“Hoe voel je je ten opzichte van vorig jaar?” Het was een vraag die ik afgelopen dinsdag kreeg van Marijke. Ze doelde daarmee op een jaar geleden. Deze week, precies één jaar geleden, was namelijk een enorm hectische week. Een week waarvan ik een jaar lang heb geroepen dat ik het nooit meer zou willen overdoen. Ik ben trots op wat ik toen heb gedaan, maar no way dat ik ooit nog dat traject in zou gaan. Nu, met het zien van de beelden op tv deze week, het lezen van de verhalen in de krant en de herinneringen die het weer terug brengt, baal ik bijna dat ik er niet gewoon weer bij was. Vandaag precies een jaar geleden nam ik namelijk mijn medaille in ontvangst na het lopen van de Nijmeegse Vierdaagse. 160 kilometer in de schrijnende hitte!

NOOOOOOOOIT MEER die Vierdaagse!

Het is een beetje zoals het krijgen van een kind. Al kan ik dat natuurlijk niet met alle zekerheid zeggen, maar het lijkt me een beetje hetzelfde. De bevalling is zwaar, pijnlijk en enorm vermoeiend. Waarschijnlijk denk je op het moment zelf dat je dit noooooit meer gaat doen. Maar dan, als je je kindje eenmaal in je handen hebt, lijkt alle pijn, vermoeidheid en uitputting te zijn vergeten. Op een gegeven moment gaat het dan toch weer kriebelen en ga je toch voor een tweede.

Wie zich mijn blog van vorig jaar nog kan herinneren, weet nog wel dat ik met pijn, moeite en dikke tranen over de finish ben gekomen op dag vier. Mijn moeder en tante stonden me op te wachten bij de finish en zodra ik hen zag, begon een onuitputtelijke stroom tranen uit mijn ogen te lopen. Pijn had ik, over mijn hele lijf. Nog nooit had ik zo veel doorzettingsvermogen laten zien als in die week. Bij de finish werd ik gefeliciteerd door iedereen die ook maar zag dat het mijn eerste keer was. “Wat goed! Gefeliciteerd! Volgend jaar weer?” Vanaf die dag heb ik geroepen: “NOOOOOOOOIT MEER!”

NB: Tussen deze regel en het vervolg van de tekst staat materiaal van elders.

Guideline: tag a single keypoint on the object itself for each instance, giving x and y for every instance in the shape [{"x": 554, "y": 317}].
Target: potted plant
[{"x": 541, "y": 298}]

Mijn Vierdaagse hart is weer gaan bloeien

Maar nu zijn we een jaar verder en kijk ik dus al dagen naar de tv, hoe al die 42.000 mensen de Nijmeegse Vierdaagse lopen. Het enige dat ik kan denken is ‘ik ben er niet bij’. In geen enkele herinnering denk ik aan de pijn, uitputting of de ziel waarmee ik een week heb lopen sjouwen onder mijn arm. Ik denk aan de klappende mensen langs de weg, de dronken studenten die ons ’s ochtends uitzwaaide, de water sproeiende tuinslangen die ons beschermden tegen de hitte, de snoepjes en koekjes die je iedere tien meter kreeg, de mensen die om vijf uur uit bed kwamen om ons aan te moedigen, de zingende soldaten, bemoedigende medelopers, de gladiolen die ik met bossen tegelijk in mijn handen geduwd kreeg, caravans langs de weg op de zeven heuvelen weg, de defilé over de Via Gladiola, het overwinningsbiertje achteraf en natuurlijk de medaille!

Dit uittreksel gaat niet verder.